I used Excel's IRR function (internal rate of return) to get an approximation, but that function requires that the transactions be equally spaced apart. So I have more work to do.
But darn it, I'm sure I'm not the only one that has this question when examining a prospective TIP.
Then the accrued interest thing - the concept is simple: The previous owner owned the bond for the 20 days since the 10/15/22 interest payment (20 days between 10/15/22 and 11/4/22), but I, the new owner, gets the next interest payment, due 4/15/23, in its entirety and the previous owner gets nothing.
So the accrued interest thing is something I pay for 20 days of interest to compensate the previous owner.
SOME SMALL DETAILS
I'm buying much more than $10,000, but I'm showing the above table in units of $10,000. A bond is actually $1,000 face value but one must buy a minimum of say 60 of those for a minimum purchase of $60,000.
Probably will add some more in this section, but can't think of anything to add right now.
From Schwab, 10/20/22:
https://www.schwab.com/learn/story/treasury-inflation-protected-securities-faqs-about-tips
How can I compare TIPS to traditional Treasuries
Breakeven inflation rates.

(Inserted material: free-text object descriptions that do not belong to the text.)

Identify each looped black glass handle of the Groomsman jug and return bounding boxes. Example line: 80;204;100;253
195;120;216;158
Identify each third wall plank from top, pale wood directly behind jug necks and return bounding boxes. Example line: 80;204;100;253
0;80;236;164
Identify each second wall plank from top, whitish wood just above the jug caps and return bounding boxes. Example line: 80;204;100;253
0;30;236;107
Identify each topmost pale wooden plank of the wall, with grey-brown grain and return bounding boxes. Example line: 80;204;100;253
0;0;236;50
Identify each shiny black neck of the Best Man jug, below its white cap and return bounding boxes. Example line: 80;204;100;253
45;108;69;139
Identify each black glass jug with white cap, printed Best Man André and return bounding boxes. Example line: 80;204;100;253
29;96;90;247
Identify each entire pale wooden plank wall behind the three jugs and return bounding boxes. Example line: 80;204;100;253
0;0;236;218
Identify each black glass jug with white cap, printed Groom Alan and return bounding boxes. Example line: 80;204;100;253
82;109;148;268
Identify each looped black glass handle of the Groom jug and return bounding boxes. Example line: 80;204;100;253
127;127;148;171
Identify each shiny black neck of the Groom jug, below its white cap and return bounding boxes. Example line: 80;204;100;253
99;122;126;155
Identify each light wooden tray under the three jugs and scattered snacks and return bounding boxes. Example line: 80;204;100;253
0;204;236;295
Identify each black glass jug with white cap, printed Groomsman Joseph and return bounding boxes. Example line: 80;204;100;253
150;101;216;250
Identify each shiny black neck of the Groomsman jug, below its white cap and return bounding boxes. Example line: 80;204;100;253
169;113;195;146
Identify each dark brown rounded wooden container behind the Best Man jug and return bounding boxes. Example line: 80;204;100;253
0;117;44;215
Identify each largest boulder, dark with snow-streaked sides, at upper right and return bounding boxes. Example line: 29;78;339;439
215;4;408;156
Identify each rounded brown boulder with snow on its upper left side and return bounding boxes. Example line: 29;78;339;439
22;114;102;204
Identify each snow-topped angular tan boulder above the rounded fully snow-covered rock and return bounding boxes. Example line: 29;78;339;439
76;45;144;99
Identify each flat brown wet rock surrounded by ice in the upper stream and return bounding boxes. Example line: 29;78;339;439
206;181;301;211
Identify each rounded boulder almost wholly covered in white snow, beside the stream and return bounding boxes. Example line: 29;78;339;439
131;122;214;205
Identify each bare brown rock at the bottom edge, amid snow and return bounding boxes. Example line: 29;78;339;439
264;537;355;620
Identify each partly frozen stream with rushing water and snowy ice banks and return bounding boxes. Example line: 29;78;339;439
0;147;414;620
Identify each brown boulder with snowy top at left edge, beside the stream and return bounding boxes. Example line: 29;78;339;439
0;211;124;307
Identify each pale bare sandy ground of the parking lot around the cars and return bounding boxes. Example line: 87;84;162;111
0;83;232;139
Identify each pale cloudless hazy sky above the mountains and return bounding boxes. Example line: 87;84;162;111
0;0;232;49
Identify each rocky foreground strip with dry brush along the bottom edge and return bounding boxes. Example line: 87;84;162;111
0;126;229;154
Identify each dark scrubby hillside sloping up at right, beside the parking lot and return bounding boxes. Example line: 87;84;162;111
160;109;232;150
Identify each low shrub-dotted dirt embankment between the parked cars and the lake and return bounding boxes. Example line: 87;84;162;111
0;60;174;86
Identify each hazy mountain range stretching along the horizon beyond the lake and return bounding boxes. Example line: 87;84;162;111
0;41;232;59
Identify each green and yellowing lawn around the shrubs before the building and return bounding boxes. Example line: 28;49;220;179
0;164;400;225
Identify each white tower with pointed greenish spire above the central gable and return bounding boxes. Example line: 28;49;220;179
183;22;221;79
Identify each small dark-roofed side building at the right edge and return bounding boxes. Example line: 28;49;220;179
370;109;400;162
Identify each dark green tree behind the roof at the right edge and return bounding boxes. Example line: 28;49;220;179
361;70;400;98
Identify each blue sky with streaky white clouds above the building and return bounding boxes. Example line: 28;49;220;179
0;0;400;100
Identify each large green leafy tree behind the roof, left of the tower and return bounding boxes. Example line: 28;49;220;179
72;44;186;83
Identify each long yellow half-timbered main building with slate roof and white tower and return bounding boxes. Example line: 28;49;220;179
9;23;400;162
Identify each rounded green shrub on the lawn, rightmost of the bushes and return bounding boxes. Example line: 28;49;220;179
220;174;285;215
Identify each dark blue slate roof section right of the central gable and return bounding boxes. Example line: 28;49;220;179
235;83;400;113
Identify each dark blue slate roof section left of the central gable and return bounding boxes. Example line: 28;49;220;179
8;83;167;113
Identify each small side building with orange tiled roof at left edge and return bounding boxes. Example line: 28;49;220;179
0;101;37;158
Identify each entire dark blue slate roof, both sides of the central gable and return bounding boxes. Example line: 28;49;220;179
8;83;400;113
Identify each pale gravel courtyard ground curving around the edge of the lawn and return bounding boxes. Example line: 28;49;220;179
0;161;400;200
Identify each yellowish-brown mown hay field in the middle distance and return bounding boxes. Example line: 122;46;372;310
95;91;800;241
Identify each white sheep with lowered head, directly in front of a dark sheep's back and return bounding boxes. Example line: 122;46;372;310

The breakeven rate is the difference between the yield of a nominal Treasury and the yield of a TIPS with a similar maturity. For TIPS investors, the breakeven rate can be considered a hurdle rateit's what inflation would need to average over the life of the TIPS for it to outperform the nominal Treasury.
Breakeven rates are well off their recent highs. At 2.5%, the five-year TIPS breakeven rate is well off its recent high of 3.7% hit the past March. If the CPI were to average more than 2.5% over the next five years, the five-year TIPS would outperform a five-year nominal Treasury. (Likewise, if inflation averaged less than 2.5%, the nominal Treasury would outperform.) TIPS breakeven rates are relatively low given the high current rate of inflation ((meaning that TIPS are a good deal relative to regular treasuries at this point in time -Progree))
The above is all very fine and wonderful and all that, and it gives me a warm and fuzzy feeling, but it doesn't tell me what the rate of return is of a particular TIP on the secondary market.